Optimize join performance in Databricks
With Databricks you can create joins across your batch or streaming tables. Some joins can be expensive. The following can help you optimize your joins.
For more information about joins, see Work with joins on Databricks.
Compute with Photon enabled always selects the best join type. See What is Photon?. Using a recent Databricks Runtime version with Photon enabled generally provides good join performance, but you should also consider the following recommendations:
-
Cross joins are very expensive. Remove cross joins from workloads and queries that require low latency or frequent recomputation.
-
Join order matters. When performing multiple joins, always join your smallest tables first and then join the result with larger tables.
-
The optimizer can struggle on queries with many joins and aggregations.
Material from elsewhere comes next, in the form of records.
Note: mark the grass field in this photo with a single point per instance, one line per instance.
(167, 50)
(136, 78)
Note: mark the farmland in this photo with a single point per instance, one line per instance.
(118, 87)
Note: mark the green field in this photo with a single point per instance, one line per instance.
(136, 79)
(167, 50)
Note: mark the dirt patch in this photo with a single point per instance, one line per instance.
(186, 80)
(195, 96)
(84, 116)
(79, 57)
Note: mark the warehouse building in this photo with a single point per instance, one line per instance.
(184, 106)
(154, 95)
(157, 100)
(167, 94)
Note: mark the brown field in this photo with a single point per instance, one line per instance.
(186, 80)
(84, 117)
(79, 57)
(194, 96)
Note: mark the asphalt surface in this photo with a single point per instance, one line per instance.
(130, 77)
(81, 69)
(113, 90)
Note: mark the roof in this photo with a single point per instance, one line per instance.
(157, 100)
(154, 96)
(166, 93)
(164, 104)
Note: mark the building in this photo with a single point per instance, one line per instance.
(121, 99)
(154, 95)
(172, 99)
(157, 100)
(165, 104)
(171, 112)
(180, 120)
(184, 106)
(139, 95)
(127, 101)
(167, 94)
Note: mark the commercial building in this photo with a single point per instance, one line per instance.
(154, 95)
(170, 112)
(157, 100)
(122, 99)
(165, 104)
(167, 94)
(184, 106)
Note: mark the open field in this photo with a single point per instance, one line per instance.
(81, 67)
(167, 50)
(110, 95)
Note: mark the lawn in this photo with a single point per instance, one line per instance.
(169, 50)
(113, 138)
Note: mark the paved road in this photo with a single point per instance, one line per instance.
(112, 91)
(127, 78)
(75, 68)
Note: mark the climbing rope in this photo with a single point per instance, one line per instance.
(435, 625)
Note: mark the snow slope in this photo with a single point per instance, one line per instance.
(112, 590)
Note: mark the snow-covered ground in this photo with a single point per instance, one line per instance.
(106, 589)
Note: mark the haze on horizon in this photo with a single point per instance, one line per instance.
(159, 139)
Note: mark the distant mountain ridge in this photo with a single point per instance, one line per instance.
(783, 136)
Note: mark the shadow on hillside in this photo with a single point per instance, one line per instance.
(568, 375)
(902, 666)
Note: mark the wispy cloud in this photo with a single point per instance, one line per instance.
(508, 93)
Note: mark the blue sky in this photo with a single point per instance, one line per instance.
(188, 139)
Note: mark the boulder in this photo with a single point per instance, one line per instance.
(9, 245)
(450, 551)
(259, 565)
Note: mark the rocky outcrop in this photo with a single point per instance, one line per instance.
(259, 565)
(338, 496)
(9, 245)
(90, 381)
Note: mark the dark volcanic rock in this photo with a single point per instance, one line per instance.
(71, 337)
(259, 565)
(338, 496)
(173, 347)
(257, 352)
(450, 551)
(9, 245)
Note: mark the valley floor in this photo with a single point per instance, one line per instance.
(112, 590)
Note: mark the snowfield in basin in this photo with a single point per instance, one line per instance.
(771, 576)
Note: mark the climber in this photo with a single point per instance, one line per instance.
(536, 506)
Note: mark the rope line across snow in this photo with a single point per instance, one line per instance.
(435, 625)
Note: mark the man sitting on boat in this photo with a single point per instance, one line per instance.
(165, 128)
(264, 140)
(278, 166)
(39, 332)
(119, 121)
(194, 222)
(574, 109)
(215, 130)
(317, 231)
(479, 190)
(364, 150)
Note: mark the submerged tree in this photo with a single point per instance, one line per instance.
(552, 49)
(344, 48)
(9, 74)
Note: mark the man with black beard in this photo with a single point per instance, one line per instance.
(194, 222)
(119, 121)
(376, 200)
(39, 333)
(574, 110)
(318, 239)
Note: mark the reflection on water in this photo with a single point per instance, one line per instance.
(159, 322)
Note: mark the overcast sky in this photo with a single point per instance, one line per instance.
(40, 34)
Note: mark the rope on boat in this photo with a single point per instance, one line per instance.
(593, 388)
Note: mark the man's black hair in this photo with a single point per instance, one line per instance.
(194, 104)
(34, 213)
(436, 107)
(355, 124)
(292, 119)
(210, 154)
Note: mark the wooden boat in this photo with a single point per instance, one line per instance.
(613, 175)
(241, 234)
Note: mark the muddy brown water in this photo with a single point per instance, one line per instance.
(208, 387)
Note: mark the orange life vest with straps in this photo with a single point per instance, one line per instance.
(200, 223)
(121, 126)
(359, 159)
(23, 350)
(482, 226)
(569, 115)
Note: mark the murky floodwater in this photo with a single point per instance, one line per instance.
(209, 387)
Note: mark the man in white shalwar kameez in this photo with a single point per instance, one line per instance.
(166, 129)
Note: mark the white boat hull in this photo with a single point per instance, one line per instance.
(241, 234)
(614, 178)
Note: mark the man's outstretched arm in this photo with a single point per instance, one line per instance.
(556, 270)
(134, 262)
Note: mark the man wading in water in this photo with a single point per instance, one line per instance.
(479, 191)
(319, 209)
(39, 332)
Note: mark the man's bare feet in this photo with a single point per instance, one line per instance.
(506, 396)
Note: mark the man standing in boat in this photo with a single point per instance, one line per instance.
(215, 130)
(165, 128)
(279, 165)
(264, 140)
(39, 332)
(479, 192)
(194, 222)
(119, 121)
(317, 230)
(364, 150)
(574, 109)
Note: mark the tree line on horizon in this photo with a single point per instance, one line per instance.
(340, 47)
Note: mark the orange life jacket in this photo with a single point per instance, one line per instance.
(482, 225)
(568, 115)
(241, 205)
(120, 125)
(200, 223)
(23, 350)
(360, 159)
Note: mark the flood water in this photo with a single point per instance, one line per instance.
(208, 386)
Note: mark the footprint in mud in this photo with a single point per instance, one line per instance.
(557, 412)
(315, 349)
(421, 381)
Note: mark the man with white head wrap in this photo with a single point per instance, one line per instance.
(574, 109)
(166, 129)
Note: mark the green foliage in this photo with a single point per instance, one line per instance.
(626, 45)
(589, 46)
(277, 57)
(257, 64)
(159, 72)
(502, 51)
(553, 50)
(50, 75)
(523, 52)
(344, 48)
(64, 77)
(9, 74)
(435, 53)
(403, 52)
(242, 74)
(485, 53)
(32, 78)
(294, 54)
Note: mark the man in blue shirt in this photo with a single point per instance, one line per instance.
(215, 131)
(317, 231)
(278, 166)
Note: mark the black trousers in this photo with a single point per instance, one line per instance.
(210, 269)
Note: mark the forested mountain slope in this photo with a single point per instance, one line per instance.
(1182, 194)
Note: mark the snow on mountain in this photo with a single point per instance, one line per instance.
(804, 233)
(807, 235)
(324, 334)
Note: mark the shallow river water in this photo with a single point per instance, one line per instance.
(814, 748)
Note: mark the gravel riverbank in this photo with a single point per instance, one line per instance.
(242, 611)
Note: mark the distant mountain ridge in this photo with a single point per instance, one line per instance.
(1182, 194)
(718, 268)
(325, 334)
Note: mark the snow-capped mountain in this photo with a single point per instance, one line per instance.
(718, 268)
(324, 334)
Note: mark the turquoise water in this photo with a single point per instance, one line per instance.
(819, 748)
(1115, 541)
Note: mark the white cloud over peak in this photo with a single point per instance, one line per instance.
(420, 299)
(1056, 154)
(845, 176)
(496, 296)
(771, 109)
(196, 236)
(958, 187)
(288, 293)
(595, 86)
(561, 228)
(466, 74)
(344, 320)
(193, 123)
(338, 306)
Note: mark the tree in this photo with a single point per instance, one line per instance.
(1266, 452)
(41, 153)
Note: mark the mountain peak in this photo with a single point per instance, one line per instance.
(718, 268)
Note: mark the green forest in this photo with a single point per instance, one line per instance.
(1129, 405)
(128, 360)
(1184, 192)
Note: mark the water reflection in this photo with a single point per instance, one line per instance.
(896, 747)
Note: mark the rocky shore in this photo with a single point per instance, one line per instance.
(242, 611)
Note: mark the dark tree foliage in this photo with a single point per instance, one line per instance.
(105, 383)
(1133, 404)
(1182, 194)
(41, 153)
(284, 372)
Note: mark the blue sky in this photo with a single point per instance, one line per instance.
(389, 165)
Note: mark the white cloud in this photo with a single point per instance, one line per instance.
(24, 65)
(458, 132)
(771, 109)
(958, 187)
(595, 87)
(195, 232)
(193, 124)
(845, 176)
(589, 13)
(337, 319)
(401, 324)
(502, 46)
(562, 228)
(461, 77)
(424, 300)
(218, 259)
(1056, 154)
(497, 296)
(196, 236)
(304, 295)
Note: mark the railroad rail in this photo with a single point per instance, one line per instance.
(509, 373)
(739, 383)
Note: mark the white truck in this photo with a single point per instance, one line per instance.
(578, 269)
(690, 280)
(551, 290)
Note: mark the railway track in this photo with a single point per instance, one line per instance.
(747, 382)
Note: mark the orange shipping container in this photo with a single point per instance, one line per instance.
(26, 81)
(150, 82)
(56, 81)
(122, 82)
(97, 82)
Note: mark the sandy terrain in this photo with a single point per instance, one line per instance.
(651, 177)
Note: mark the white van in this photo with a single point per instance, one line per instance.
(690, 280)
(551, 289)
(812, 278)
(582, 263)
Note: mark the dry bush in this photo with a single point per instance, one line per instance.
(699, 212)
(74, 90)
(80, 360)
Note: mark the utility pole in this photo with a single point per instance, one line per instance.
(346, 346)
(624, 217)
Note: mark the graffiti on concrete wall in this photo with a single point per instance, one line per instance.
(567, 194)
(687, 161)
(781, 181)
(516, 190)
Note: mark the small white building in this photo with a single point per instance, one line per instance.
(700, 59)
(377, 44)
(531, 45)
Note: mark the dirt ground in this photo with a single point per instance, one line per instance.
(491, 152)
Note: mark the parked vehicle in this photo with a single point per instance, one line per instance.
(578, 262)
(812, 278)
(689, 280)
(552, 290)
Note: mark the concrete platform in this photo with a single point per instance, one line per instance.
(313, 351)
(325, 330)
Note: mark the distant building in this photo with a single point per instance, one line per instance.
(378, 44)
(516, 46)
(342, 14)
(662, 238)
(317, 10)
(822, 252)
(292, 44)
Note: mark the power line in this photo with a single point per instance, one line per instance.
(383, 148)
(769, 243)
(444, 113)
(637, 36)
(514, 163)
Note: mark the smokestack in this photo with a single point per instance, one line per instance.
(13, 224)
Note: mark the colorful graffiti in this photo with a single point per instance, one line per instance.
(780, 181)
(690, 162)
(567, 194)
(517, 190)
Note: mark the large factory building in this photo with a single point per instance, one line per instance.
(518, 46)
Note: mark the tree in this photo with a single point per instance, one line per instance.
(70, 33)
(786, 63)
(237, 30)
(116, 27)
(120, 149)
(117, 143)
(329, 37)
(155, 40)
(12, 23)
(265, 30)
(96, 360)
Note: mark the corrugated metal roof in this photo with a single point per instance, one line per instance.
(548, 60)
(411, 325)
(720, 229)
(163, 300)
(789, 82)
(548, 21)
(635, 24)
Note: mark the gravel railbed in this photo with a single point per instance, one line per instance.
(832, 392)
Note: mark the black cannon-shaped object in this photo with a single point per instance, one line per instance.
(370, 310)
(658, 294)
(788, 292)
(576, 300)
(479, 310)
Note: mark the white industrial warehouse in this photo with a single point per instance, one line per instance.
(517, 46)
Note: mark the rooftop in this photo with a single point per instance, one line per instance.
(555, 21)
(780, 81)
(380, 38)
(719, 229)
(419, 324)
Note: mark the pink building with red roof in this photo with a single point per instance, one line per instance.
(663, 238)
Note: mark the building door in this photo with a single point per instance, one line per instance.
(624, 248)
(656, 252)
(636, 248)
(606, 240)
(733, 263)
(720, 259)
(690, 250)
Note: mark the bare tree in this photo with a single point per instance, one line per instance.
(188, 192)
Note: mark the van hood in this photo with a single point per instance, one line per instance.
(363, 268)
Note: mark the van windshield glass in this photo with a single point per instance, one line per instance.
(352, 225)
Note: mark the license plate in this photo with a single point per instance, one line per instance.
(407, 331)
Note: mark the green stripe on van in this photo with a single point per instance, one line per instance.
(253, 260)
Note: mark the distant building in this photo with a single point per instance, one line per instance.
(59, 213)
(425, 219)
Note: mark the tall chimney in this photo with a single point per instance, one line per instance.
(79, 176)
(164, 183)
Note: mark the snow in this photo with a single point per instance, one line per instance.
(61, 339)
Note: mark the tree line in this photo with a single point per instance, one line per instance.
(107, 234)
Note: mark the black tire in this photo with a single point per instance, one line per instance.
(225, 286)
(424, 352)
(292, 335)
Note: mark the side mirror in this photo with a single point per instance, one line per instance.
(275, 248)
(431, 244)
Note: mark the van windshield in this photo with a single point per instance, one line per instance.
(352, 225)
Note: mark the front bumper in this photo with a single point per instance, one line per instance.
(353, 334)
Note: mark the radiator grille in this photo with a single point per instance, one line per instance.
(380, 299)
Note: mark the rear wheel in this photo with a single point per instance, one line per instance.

Saving out intermediate results can accelerate query planning and computing results.
-
Keep fresh statistics to improve performance. Predictive optimization automatically updates and maintains statistics. See Predictive optimization for Unity Catalog managed tables.
You can also run the query
ANALYZE TABLE table_name COMPUTE STATISTICS
to update statistics in the query planner.
In Databricks Runtime 14.3 LTS and above, you can modify the columns that Delta Lake collects stats on for data skipping and then recompute existing statistics in the Delta log. See Specify Delta statistics columns.